## Diagram: Prompting Strategy for Black-box API
### Overview
This diagram illustrates a prompting strategy for interacting with a black-box API (likely a Large Language Model). It depicts two distinct prompting approaches – a general "Sampling Strategy" and a specific "Self-Random" strategy – and how they lead to generating responses, aggregating them, and ultimately producing an answer with a confidence score. The diagram uses a flow-chart style with boxes representing processes and arrows indicating the flow of information.
### Components/Axes
The diagram is composed of several key components:
* **Question:** Represented by an oval shape, this is the initial input to the system. An example question is provided: "Q: How many prime numbers are in the list of 1,2,...,100?".
* **Prompt Strategy:** A rectangular box listing different prompting techniques: "Vanilla", "Multi-step", "Self-Probing", "Top-K", "CoT...".
* **Black-box API:** Represented by a black rectangle with the label "i.e. AI".
* **Sampling Strategy:** A light-yellow rounded rectangle indicating the overall approach.
* **Response 1 to Response K:** Represented by rectangles, these are the outputs from the Black-box API.
* **Aggregator:** A rectangular box that combines the responses.
* **Answer:** A light-blue rectangle representing the final output, accompanied by a "Confidence" score.
* **Self-Random:** A light-blue rounded rectangle representing a specific prompting approach.
* **Avg-Conf Aggregation:** A rectangular box indicating the aggregation method used in the Self-Random strategy.
### Detailed Analysis or Content Details
**Upper Branch (Sampling Strategy):**
1. A "Question" is fed into the "Prompt Strategy" box.
2. The "Prompt Strategy" is then sent to the "Black-box API".
3. The "Black-box API" generates "M Responses" (Response 1 to Response K). The number of responses is denoted by 'M'.
4. These responses are then passed to an "Aggregator".
5. The "Aggregator" produces an "Answer" with an associated "Confidence" score.
**Lower Branch (Self-Random):**
1. The "Prompt" is set to "Vanilla".
2. A modified "Question" is presented: "Q: Provide the answer and your confidence in the answer."
3. This modified question is sent to the "Black-box API" (represented by a swirling icon).
4. The "Black-box API" generates "3 Responses".
* Response 1: Answer: 100, Confidence: 100%
* Response 2: Answer: 20, Confidence: 90%
* Response 3: Answer: 25, Confidence: 80%
5. These responses are passed to an "Avg-Conf Aggregation" aggregator.
6. The "Avg-Conf Aggregation" produces a final "Answer: 100" with a "Confidence: 37%".
### Key Observations
* The diagram highlights two different approaches to prompting a black-box API.
* The "Self-Random" strategy explicitly requests confidence scores from the API.
* The "Avg-Conf Aggregation" suggests that the final confidence score is calculated as the average of the confidence scores from individual responses.
* The example question focuses on a mathematical problem (prime numbers).
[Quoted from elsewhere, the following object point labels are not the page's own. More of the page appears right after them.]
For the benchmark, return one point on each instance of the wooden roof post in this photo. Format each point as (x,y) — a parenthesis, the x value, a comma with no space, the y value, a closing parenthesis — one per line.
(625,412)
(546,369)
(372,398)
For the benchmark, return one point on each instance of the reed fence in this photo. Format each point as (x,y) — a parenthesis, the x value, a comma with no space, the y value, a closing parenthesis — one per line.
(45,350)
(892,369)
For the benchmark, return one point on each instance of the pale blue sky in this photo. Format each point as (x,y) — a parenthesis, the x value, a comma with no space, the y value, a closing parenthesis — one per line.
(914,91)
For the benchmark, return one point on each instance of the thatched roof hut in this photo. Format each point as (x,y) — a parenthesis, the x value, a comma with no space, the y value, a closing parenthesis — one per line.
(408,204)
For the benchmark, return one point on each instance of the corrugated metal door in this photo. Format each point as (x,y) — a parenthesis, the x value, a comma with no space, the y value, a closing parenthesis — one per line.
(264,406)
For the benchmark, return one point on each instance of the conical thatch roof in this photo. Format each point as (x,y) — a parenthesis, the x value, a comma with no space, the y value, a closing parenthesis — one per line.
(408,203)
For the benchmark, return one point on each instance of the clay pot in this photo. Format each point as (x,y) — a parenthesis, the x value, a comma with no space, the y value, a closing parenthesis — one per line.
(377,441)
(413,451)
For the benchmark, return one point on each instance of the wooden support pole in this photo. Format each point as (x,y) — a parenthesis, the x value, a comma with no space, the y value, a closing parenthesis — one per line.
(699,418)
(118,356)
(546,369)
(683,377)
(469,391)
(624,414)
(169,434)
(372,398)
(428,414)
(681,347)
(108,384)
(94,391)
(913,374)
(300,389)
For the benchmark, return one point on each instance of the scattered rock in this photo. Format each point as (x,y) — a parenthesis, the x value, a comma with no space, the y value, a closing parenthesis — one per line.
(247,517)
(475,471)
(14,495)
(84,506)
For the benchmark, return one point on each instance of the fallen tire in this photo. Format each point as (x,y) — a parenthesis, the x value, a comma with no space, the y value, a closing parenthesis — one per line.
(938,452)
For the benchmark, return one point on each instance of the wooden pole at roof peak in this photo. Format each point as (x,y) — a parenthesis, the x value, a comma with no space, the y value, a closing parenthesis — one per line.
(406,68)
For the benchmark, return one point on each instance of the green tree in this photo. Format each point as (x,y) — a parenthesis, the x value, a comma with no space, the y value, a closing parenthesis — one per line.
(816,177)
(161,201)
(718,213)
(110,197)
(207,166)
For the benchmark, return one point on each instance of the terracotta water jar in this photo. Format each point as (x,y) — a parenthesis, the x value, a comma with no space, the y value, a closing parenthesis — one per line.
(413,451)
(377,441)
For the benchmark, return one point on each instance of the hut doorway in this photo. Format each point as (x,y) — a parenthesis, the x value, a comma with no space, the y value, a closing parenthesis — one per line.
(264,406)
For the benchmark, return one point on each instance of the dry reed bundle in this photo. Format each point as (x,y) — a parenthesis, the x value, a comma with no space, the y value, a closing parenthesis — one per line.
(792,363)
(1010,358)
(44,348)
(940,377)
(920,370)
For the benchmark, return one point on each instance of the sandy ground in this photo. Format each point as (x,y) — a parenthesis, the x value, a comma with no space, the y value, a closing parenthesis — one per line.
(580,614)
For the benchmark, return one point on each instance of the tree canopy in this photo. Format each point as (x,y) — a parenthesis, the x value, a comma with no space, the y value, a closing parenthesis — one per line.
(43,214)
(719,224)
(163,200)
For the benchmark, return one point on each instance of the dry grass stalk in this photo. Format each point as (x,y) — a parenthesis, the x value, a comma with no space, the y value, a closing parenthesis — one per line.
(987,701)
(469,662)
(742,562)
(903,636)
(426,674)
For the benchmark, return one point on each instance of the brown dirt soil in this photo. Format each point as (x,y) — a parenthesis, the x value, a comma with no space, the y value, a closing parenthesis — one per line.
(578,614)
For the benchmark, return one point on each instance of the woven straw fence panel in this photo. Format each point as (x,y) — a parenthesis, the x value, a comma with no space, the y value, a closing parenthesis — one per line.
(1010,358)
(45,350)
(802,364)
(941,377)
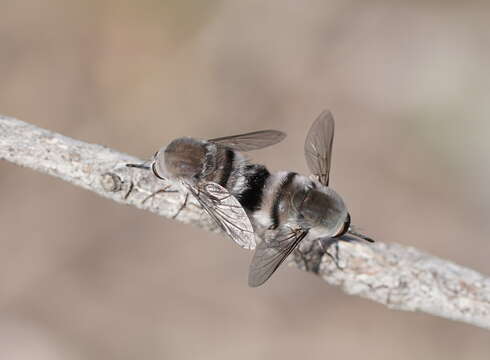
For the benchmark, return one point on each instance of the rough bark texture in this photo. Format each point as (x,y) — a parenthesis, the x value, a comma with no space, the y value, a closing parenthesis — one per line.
(400,277)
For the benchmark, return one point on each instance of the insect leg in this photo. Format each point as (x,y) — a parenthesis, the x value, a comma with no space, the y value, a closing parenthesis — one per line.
(325,243)
(184,204)
(131,187)
(164,190)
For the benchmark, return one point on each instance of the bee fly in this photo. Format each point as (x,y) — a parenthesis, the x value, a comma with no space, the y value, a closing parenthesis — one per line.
(219,177)
(243,198)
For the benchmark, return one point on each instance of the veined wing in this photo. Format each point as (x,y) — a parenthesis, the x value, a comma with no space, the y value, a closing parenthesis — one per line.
(318,146)
(251,141)
(270,254)
(226,211)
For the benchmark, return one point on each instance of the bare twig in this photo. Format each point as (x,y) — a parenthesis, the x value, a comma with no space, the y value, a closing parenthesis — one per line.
(400,277)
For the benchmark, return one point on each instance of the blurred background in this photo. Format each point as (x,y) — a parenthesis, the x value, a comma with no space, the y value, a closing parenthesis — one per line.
(82,277)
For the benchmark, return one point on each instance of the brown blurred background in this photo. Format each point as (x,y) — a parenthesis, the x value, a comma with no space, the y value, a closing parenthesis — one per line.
(84,278)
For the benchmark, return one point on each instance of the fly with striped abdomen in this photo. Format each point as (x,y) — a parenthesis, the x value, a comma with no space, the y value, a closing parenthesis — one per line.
(245,199)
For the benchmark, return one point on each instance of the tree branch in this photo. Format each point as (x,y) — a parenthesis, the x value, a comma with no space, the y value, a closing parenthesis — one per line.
(399,277)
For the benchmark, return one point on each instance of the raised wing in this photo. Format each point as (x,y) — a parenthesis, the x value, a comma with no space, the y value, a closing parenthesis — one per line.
(270,254)
(318,146)
(251,141)
(226,211)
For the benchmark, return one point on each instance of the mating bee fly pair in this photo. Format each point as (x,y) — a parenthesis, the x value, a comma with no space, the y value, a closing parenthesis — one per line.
(246,200)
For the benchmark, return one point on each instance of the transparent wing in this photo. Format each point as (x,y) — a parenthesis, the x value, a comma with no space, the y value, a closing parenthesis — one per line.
(318,146)
(251,141)
(270,254)
(226,211)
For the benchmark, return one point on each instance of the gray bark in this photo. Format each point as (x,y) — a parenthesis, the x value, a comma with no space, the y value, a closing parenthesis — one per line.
(397,276)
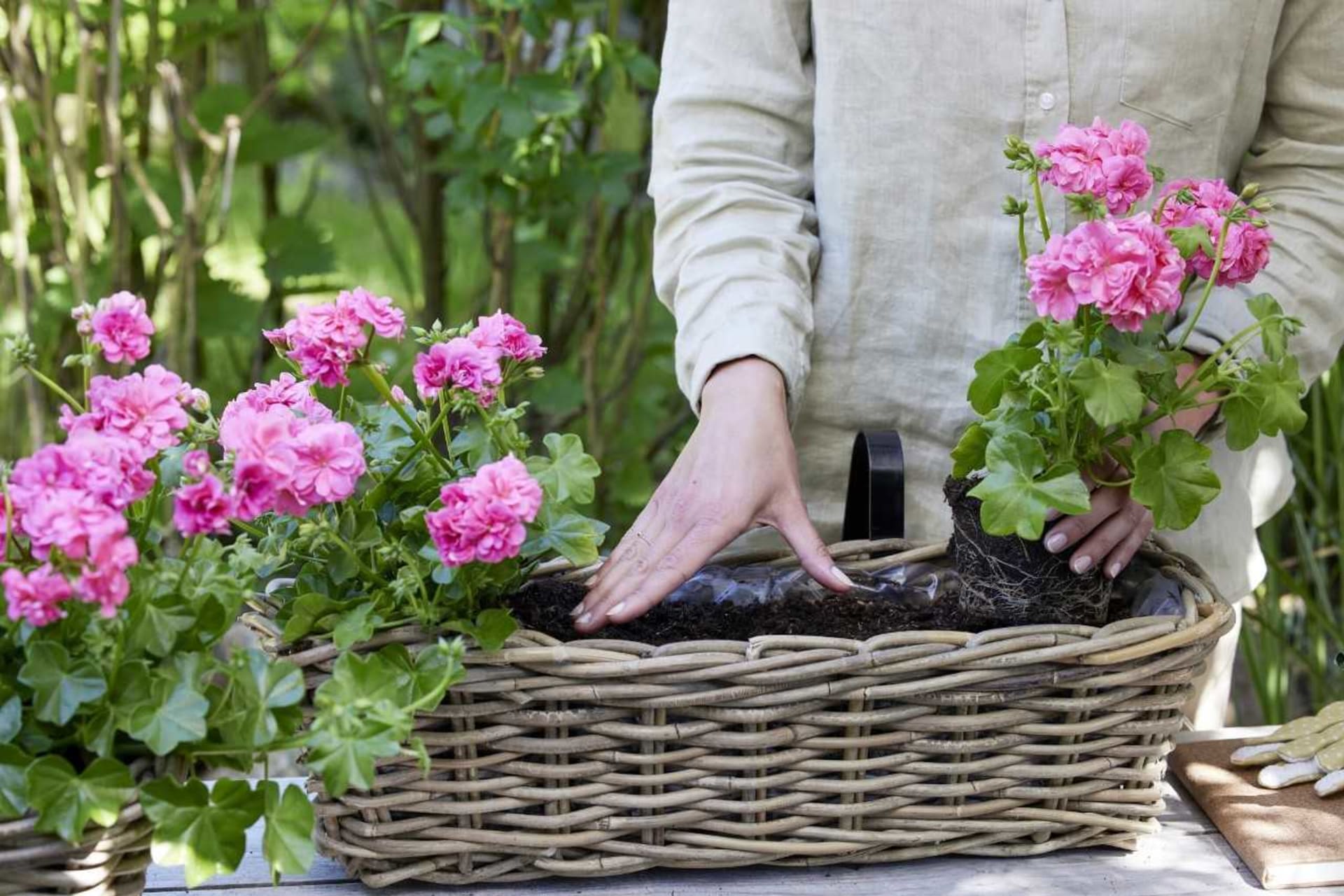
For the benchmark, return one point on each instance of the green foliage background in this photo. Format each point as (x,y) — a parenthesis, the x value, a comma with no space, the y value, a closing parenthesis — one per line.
(226,159)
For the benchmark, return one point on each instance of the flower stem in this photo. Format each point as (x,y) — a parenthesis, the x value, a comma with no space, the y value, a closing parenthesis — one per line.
(1041,204)
(421,437)
(1209,286)
(42,378)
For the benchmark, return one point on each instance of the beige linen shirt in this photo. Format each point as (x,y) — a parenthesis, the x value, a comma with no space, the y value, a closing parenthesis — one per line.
(828,176)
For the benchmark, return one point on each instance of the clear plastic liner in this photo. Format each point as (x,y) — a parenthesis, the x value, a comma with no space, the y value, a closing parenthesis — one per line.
(913,584)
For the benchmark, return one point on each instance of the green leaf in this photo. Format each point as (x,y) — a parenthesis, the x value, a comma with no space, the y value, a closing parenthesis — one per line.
(1242,416)
(204,830)
(1191,239)
(66,802)
(969,453)
(570,535)
(996,372)
(59,685)
(1273,332)
(355,626)
(569,473)
(175,713)
(1110,391)
(1277,390)
(489,630)
(1174,480)
(288,843)
(14,786)
(1014,500)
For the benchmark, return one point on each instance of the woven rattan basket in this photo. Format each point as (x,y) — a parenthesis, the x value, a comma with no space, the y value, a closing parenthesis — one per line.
(605,757)
(111,862)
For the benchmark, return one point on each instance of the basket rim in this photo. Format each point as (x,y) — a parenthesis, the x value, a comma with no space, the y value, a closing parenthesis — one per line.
(1208,614)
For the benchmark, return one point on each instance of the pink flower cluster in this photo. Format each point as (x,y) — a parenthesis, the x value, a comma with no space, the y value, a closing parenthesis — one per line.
(70,498)
(1126,267)
(1104,162)
(326,339)
(121,328)
(147,409)
(472,362)
(1247,246)
(484,516)
(288,456)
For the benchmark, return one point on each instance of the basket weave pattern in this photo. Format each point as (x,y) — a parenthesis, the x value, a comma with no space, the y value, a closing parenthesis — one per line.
(109,862)
(609,757)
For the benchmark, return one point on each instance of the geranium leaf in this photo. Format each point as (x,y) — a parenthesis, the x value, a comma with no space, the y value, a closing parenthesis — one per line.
(569,473)
(59,685)
(204,830)
(1110,391)
(14,786)
(66,801)
(1014,500)
(969,453)
(1174,480)
(996,371)
(1277,390)
(489,630)
(570,535)
(288,843)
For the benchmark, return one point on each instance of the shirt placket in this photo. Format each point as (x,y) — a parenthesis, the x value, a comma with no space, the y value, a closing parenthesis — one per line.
(1046,101)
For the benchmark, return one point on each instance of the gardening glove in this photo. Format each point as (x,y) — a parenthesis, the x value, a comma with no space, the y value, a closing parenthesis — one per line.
(1307,748)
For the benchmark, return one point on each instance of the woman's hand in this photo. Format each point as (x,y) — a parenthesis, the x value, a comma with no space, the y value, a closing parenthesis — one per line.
(1112,532)
(738,470)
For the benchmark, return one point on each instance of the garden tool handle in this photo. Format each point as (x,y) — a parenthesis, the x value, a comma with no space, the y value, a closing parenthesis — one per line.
(875,505)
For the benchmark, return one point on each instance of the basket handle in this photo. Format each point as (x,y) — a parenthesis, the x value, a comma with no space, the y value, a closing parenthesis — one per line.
(875,505)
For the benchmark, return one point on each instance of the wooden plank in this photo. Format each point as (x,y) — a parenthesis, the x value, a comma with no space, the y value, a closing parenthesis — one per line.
(1187,858)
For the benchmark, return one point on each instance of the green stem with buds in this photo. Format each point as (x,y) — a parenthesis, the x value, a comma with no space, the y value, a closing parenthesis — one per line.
(1209,286)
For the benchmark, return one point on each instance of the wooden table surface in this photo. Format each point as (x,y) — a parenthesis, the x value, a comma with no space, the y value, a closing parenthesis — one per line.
(1189,856)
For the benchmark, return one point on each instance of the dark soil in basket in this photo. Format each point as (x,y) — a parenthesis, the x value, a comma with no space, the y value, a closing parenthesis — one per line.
(545,606)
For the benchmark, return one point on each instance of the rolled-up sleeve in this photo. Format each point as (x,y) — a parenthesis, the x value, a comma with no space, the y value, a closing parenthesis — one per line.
(736,242)
(1297,158)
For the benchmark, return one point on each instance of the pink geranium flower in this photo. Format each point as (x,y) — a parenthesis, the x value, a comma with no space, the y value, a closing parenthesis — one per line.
(508,336)
(202,508)
(1126,267)
(1246,253)
(483,519)
(328,461)
(143,407)
(378,312)
(121,328)
(35,597)
(1100,160)
(457,363)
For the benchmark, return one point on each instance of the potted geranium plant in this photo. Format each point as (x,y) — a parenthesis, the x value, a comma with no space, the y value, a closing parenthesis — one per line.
(437,512)
(1085,394)
(115,684)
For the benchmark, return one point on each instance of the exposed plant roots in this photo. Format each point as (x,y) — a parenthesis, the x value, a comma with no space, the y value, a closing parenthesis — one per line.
(1014,580)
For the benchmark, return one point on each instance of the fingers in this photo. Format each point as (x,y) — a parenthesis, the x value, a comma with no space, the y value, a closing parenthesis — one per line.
(1073,530)
(1114,540)
(1126,551)
(793,524)
(655,573)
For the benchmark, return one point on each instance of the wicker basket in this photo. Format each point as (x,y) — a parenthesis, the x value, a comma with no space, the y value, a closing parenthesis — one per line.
(111,862)
(608,757)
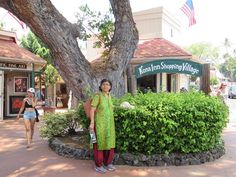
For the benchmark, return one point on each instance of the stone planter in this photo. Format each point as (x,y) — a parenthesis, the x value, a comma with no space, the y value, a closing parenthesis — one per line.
(176,159)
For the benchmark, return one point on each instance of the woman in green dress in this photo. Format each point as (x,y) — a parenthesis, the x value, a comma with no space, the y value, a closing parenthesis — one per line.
(104,127)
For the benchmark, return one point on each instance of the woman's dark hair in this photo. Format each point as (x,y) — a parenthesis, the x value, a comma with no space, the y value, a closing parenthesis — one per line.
(105,80)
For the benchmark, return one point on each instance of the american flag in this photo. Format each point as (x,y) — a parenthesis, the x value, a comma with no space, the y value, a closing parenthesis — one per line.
(188,9)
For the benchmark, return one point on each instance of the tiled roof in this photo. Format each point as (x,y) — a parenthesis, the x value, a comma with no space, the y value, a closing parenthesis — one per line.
(159,47)
(10,50)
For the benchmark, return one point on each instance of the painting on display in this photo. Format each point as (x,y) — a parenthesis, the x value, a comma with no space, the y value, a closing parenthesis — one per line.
(20,84)
(15,104)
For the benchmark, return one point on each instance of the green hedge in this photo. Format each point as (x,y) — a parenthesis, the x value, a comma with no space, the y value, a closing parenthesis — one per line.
(159,123)
(167,122)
* The confidence scores vary significantly across the responses in the "Self-Random" branch.
### Interpretation
The diagram demonstrates a method for improving the reliability of responses from a black-box API by employing multiple prompts and aggregating the results. The "Sampling Strategy" represents a more general approach, while the "Self-Random" strategy is a specific implementation that leverages confidence scores. The use of aggregation, particularly "Avg-Conf Aggregation", suggests an attempt to mitigate the impact of potentially inaccurate or unreliable responses from the API. The lower confidence score (37%) in the final answer of the "Self-Random" branch, despite the highest individual confidence score (100%), indicates that averaging confidence scores can sometimes lead to a lower overall confidence level, potentially due to conflicting responses. This suggests that a more sophisticated aggregation method might be needed in some cases. The diagram is a conceptual illustration of a prompting and response aggregation pipeline, likely intended for research or development in the field of AI and natural language processing.